Establish Consistent Regulations - Consistent regulatory requirements in all states would assist insurers in the marketing and development of long term care insurance products, as well as serve to increase insurance coverage and protect consumers. The government could establish consistent regulation for long term care insurance through federally mandated requirements or by encouraging states to adopt minimum standards similar to the approach used for Medicare supplemental insurance.

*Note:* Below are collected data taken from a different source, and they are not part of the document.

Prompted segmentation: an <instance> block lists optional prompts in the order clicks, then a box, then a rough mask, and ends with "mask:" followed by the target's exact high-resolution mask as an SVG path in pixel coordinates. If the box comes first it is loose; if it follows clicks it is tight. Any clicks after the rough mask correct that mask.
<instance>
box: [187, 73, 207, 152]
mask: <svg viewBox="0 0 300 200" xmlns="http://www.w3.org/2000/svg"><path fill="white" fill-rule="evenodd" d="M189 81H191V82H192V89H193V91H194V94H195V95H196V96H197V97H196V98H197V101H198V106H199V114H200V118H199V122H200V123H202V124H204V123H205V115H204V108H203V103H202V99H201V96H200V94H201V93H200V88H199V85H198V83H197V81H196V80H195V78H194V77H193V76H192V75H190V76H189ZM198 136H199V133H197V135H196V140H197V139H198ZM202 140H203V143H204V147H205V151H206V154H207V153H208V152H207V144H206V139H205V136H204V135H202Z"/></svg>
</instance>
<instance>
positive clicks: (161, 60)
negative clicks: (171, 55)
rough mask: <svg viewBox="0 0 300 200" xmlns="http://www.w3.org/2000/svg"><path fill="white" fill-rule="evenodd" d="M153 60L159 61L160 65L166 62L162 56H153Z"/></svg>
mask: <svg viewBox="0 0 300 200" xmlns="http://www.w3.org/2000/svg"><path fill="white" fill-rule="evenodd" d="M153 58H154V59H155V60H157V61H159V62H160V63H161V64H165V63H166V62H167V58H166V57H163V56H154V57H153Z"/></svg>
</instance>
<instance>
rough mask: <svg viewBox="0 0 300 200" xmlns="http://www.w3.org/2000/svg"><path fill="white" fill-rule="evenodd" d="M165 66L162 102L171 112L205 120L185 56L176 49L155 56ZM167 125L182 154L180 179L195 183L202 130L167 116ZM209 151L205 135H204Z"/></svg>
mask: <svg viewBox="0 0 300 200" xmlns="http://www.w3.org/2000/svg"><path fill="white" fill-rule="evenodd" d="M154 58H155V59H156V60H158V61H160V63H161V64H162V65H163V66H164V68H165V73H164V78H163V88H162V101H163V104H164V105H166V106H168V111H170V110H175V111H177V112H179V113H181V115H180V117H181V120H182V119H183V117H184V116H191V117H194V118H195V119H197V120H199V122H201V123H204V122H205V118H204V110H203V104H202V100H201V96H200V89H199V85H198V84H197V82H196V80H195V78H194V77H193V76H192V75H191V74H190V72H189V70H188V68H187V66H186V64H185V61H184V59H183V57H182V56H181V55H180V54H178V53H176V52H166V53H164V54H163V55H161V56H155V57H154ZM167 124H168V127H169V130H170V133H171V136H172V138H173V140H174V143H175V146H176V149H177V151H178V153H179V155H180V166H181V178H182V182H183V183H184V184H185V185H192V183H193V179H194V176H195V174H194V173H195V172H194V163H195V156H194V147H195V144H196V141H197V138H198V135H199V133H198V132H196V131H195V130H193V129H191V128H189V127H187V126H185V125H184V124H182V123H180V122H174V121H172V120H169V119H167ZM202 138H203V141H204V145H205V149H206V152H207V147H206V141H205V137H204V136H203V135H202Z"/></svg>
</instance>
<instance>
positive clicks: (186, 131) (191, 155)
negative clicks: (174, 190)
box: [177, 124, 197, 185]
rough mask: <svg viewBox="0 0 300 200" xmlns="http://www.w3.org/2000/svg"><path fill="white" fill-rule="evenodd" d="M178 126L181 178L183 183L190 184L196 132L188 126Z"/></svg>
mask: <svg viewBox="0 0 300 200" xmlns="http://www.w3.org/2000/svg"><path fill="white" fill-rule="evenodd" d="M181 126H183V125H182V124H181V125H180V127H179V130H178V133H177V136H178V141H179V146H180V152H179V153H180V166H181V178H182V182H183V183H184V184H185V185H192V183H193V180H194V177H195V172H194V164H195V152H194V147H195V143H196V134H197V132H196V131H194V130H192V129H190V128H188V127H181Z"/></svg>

These goals and their corresponding roles are not necessarily mutually exclusive. However, some goals are conflicting. For example, if the goal of protecting consumers by ensuring that only "high quality" products are sold were adopted, increasing insurance purchase may be difficult because the products are likely to become more expensive as a result of these regulatory requirements. Also, some of the roles may bring about unwanted consequences. For example, establishing minimum regulatory requirements to boost consumer confidence and in turn increase insurance purchase could also have the effect of stifling product innovation and make premiums unaffordable for many. Any contemplated federal role must have goals and intentions weighed against likely outcomes and adverse consequences.

NOTES

  1. Lewin/ICF estimate from the Brookings/ICF Long Term Care Financing Model 1990 and Peter Kemper and Christopher Murtaugh, "Lifetime Use of Nursing Home Care," The New England Journal of Medicine, Vol. 324, No. 9, 1991.

  2. Health Insurance Association of America (HIAA). News Release, May 30, 1991.